Alabama's Gay-Marriage Standoff Deserves a Ruling
Does the ever-deepening public conflict between state and federal courts in Alabama serve or hinder the cause of gay marriage nationally? This difficult question faces federal District Judge Callie Granade, who must now choose the next move in her legal chess match with the Alabama Supreme Court. Her answer will affect more than the gay couples who want to marry in Alabama between now and when the U.S. Supreme Court decides the issue in late June. It may affect the nature of the Constitution itself.
An update on the state of play: Last week, the Alabama high court ordered state probate judges not to issue marriage licenses to same-sex couples. The court’s order was a frontal assault on Granade, who had previously held that Alabama’s ban on gay marriage violated the equal protection rights of gay couples. But the Alabama court stopped just short of telling the one state judge, Don Davis, who was directly subject to Granade’s jurisdiction to disobey her order. Instead, the Alabama court exempted Davis from its command and instructed him to explain to the court whether he would be bound by Granade’s order in future cases.
Since then, the National Center for Lesbian Rights, joined by several other prominent legal groups, went back to Granade with a fresh request. The lawyers asked the judge to certify the existing case as a class action on behalf of all gay couples seeking to marry in Alabama. The requested certification would also name a class of defendants: all the probate judges in the state who might deny licenses to same-sex applicants.
The point of the legal maneuver is highly specific. Right now, only Davis is the subject of Granade’s order. If Granade certifies a class, she could in effect name all the state probate judges -- and an order to issue marriage licenses would extend to all of them.
The consequences of such a ruling would be dramatic. Right now, although the state Supreme Court has contradicted Granade’s constitutional holding, it’s done so in such a way as to avoid directly contravening her order. If Granade orders all the state probate judges to issue licenses, however, then her order would subject those judges to contradictory commands from their state Supreme Court and from the federal judge with jurisdiction over them. No matter what they did (or didn’t do), the probate judges would have to disobey some higher authority.
What should Granade do? Prudence and justice would seem to provide divergent answers.
From the standpoint of prudence, Granade should probably take the motion under advisement, and hold it until the U.S. Supreme Court resolves the issue.

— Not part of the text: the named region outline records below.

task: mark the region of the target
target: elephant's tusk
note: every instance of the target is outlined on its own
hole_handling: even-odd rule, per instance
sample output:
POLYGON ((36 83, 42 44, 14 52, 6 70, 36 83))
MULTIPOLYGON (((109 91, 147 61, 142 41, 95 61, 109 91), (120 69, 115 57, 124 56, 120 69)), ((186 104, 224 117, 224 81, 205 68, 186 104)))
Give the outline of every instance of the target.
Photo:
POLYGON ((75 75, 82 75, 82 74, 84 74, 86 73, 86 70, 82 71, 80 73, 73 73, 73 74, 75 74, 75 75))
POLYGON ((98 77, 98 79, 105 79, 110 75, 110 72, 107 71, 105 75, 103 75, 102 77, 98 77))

Assuming the court announces a right to gay marriage, the issue will go away, and the Alabama Supreme Court will (presumably) obey.
By avoiding a ruling on the class-action certification, Granade could avoid a spectacle of state judges forced to choose between federal and state control. If even a few disobeyed her, the costs to federal authority could be considerable.
What’s more, it seems at least possible that disobedient state judges might become heroes or martyrs of the movement against gay marriage. Right now, gay marriage looks to be steaming toward the ultimate goal of becoming a fundamental right. Why give opponents an excuse to stand in the way and become symbols of opposition and resistance?
Justice, however, cuts the other way. Granade has ruled that, under the constitution, gay couples have the right to marry in Alabama. The state courts are blocking that ruling. If justice delayed is justice denied, then the Alabama Supreme Court is denying justice to gay couples in the state.
What’s more, the Alabama court has been intransigent in resisting federal authority. It’s done so cleverly, but the message of contempt is clear. This would be an opportunity for Granade to strike a blow not just for gay marriage but also for the authority of the federal courts pursuant to the Constitution. What better place to make the point about federal supremacy than in Alabama?
On balance, Granade should take on the Alabama court and do justice. There’s a saving grace if she does so, too: She won’t have the last word. You can be sure that at least some Alabama probate judges would appeal her ruling to the federal court of appeals. Any judgment by that court would in turn be brought to the Supreme Court.
All this might take, say, three months -- by which time the highest court in the land can solve the problem. In the meantime, this case is far from over.